Bacteria for Beginners, Part 1


COOTIES? Eeoww! 

Bacteria gets a bad name because of the serious illnesses some of them can cause. But not all bacteria are bad, in fact most are not just good, but critically important for life on Earth. To help understand what role bacteria play in our reef tanks, we are introducing a multi-part series on bacteria written by Adam Spaulding, a PhD in Microbiology and a reef tank enthusiast who frequents a number of forums under the moniker Tibbsy.

Grab a drink, find a bacteria or trillion to cozy up with, find your favorite Snuggie, and let's talk about why you really should be welcoming your microbial overlords.

Bacteria are your friends. Really. But just like friends, sometimes one starts to dominate your discussions and lives, and you need to take a break. Sometimes one kind of bacteria overtakes your little slice of the ocean and that leads to various problems like cyano or cloudy water.

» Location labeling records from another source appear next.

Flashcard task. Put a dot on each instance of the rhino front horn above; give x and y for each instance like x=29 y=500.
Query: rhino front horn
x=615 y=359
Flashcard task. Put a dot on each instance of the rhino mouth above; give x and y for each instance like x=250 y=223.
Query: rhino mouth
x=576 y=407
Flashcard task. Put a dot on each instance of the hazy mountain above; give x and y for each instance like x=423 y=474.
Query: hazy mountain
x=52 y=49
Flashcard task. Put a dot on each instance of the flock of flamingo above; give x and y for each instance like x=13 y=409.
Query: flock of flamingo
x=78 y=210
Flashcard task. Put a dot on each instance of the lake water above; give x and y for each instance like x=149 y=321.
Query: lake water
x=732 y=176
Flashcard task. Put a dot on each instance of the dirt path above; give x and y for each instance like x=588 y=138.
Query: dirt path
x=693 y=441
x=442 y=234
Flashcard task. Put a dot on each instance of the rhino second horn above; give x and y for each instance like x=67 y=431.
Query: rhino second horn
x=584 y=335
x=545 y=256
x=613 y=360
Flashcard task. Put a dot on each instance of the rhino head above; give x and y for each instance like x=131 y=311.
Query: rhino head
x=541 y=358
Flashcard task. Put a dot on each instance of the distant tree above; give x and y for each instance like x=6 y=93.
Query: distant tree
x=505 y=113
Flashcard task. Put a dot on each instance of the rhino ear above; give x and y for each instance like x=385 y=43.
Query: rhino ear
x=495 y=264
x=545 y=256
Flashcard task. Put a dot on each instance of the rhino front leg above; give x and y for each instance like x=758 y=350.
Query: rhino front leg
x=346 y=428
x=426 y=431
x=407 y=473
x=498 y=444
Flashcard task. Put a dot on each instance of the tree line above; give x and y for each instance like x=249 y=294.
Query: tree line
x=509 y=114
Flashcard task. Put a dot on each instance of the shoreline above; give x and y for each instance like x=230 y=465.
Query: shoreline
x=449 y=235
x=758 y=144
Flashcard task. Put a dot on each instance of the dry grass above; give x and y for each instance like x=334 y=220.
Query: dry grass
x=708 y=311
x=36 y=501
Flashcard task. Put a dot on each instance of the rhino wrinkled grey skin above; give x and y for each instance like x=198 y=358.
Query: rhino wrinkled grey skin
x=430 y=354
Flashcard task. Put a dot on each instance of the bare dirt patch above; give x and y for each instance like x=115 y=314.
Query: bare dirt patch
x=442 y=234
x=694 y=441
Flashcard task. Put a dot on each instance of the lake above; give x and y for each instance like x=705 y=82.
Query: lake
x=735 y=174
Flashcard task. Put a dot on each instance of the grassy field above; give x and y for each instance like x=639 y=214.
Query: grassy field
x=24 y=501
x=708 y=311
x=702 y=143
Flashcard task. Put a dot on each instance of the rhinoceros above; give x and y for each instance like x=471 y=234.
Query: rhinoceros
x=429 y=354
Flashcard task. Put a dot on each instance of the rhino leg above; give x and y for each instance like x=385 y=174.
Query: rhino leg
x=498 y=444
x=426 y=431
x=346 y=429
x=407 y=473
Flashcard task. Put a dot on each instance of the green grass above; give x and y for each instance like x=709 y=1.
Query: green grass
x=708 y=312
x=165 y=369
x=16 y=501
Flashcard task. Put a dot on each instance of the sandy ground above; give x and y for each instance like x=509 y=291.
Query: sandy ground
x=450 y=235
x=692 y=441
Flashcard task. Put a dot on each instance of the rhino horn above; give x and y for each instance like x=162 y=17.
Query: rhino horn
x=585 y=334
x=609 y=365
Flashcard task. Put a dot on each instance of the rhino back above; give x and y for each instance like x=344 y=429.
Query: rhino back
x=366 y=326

This series of articles will try to explain why some problems occur and possible solutions. The information within will be simplified for the sake of reaching a wider audience, but more information can be found in many texts. Readers who want to learn more are encouraged to find textbooks and research articles to expand their knowledge.



Bacteria: Masters of the Ocean

Bacteria are microscopic, single-celled organisms that are found pretty much everywhere on Earth. Bacteria all have the same general shapes: spheres, rods, and filaments. They are also generally all around 1-2µm in size (500-1000 bacteria would be a millimeter; 25,400 of them would equal an inch). They may be similar in shape and size, but they are extremely diverse in their lifestyles, metabolism, and their roles in the ocean.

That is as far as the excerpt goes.